3. Spatial-Aware Global-local Alignment (SAGA): Using "distance to nearest prototype" for pixel-level alignment

Standard global alignment discards local spatial information, yet anomaly detection requires precise defect localization. SAGA's key observation is that the further a query feature is from its nearest (normal) prototype, the more likely it is to be an anomaly. This distance is used to approximate the anomaly state and construct distance-aware spatial attention for refining pixel-level text-vision alignment. Simultaneously, a global-local (glocal) similarity interaction layer is added to strengthen image-level alignment. These two levels yield the pixel-level anomaly map \(\mathcal{S}_{\text{seg}}\) and image-level anomaly score \(s_{\text{cls}}\) respectively.

Loss & Training¶

Binary Focal Loss is used for image-level classification, while a combination of Dice Loss and Binary Cross Entropy Loss supervises pixel-level segmentation. The entire model is fine-tuned only on a single auxiliary training set (e.g., MVTec AD) and transferred directly to unseen categories during testing without any target domain adaptation.

Key Experimental Results¶

Main Results¶

Dataset	Metric	CoPS	Prev. SOTA	Gain
Avg. of 13 datasets	Cls AUROC	SOTA	-	+1.4%
Avg. of 13 datasets	Seg AUROC	SOTA	-	+1.9%
MVTec AD	Cls AUROC	Best	AnomalyCLIP, etc.	Significant
VisA	Seg AUROC	Best	-	Clear advantage

Ablation Study¶

Configuration	Key Metric	Description
Full CoPS	Best	Complete model
w/o ESTS	Decrease	Removing explicit state synthesis has the largest impact
w/o ICTS	Decrease	Implicit category sampling also has a significant effect
w/o SAGA	Decrease	Spatial-aware alignment is crucial for segmentation
Static prompt baseline	Significantly lower	Validates the necessity of dynamic prompts

Key Findings¶

ESTS contributes the most, indicating that adaptive state modeling is the core challenge in zero-shot anomaly detection.
VAE sampling in ICTS effectively mitigates the sparsity of category labels, with significant impact in cross-domain scenarios (industrial → medical).
Distance-aware spatial attention noticeably improves pixel-level segmentation quality but has a smaller impact on image-level classification.

Highlights & Insights¶

The prompt decomposition philosophy is clever: shared context words + explicit state injection + implicit category sampling, each serving a distinct purpose.
VAE implicit augmentation is an elegant trick: replacing fixed labels with sampling naturally increases the diversity of category representations.
The use of consistent self-attention (V-V) avoids additional adapter modules and preserves the original semantics of CLIP features.

Limitations & Future Work¶

Dependency on the pretrained feature space of CLIP may limit performance in visual domains not covered by CLIP (e.g., specific industrial scenarios).
Prototype count \(M\) and sampling count \(R\) require manual hyperparameter tuning.
Future work could explore adaptively determining the number of prototypes or replacing CLIP with stronger vision foundation models.

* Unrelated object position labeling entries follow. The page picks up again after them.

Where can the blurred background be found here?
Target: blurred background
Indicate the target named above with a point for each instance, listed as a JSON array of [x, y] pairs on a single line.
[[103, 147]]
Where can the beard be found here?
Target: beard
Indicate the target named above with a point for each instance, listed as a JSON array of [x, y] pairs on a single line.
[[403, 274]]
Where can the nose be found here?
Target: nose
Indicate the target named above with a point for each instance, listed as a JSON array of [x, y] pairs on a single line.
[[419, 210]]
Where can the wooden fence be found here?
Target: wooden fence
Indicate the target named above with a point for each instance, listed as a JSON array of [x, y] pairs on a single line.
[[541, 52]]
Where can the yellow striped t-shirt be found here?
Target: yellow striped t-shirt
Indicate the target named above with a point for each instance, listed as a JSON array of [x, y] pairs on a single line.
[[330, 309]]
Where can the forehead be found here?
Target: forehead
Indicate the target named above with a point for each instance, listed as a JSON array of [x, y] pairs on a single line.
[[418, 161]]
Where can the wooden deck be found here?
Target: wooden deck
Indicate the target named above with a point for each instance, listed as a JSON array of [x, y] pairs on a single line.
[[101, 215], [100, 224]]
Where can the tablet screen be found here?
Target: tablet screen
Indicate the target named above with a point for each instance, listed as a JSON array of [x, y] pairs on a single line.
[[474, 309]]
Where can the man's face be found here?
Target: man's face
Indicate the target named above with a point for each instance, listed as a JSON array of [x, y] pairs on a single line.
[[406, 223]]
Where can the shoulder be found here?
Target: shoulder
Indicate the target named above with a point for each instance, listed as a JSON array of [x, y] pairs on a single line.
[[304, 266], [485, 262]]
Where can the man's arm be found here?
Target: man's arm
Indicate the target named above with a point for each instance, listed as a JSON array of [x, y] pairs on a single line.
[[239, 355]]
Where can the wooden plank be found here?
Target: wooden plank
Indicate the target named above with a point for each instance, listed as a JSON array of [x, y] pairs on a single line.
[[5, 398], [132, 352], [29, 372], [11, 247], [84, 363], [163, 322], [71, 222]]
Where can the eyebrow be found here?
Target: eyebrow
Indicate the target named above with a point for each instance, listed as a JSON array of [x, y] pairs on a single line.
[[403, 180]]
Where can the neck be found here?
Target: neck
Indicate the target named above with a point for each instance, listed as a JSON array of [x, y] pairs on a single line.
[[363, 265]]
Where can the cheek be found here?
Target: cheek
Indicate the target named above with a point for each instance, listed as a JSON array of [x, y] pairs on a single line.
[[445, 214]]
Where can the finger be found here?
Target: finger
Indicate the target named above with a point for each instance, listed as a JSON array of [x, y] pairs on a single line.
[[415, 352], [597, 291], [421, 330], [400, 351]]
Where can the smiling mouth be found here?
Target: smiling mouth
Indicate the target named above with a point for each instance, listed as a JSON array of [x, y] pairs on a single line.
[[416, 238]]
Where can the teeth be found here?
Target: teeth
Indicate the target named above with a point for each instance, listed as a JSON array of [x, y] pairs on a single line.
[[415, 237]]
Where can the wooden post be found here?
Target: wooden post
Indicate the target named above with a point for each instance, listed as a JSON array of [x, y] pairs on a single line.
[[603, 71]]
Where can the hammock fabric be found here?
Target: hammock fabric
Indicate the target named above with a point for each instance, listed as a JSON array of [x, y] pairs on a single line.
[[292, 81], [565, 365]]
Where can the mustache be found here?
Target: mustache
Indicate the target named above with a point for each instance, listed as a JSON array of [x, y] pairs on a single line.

vs AnomalyCLIP: AnomalyCLIP uses static learnable tokens and lacks visual conditioning; this work overcomes these limitations via explicit/implicit injection.
vs AdaCLIP: AdaCLIP relies on manually designed template sets; this work eliminates the need for manual design through end-to-end learning.
vs VCP-CLIP: VCP-CLIP directly embeds image features into category words; this work provides richer semantic diversity through VAE sampling.

Rating¶

Novelty: ⭐⭐⭐⭐ The explicit + implicit dual-path dynamic prompt synthesis is a novel combination.
Experimental Thoroughness: ⭐⭐⭐⭐⭐ Comprehensive validation across 13 datasets with complete ablations.
Writing Quality: ⭐⭐⭐⭐ Clear structure and well-explained methodology.
Value: ⭐⭐⭐⭐ A practical advancement in the field of zero-shot anomaly detection.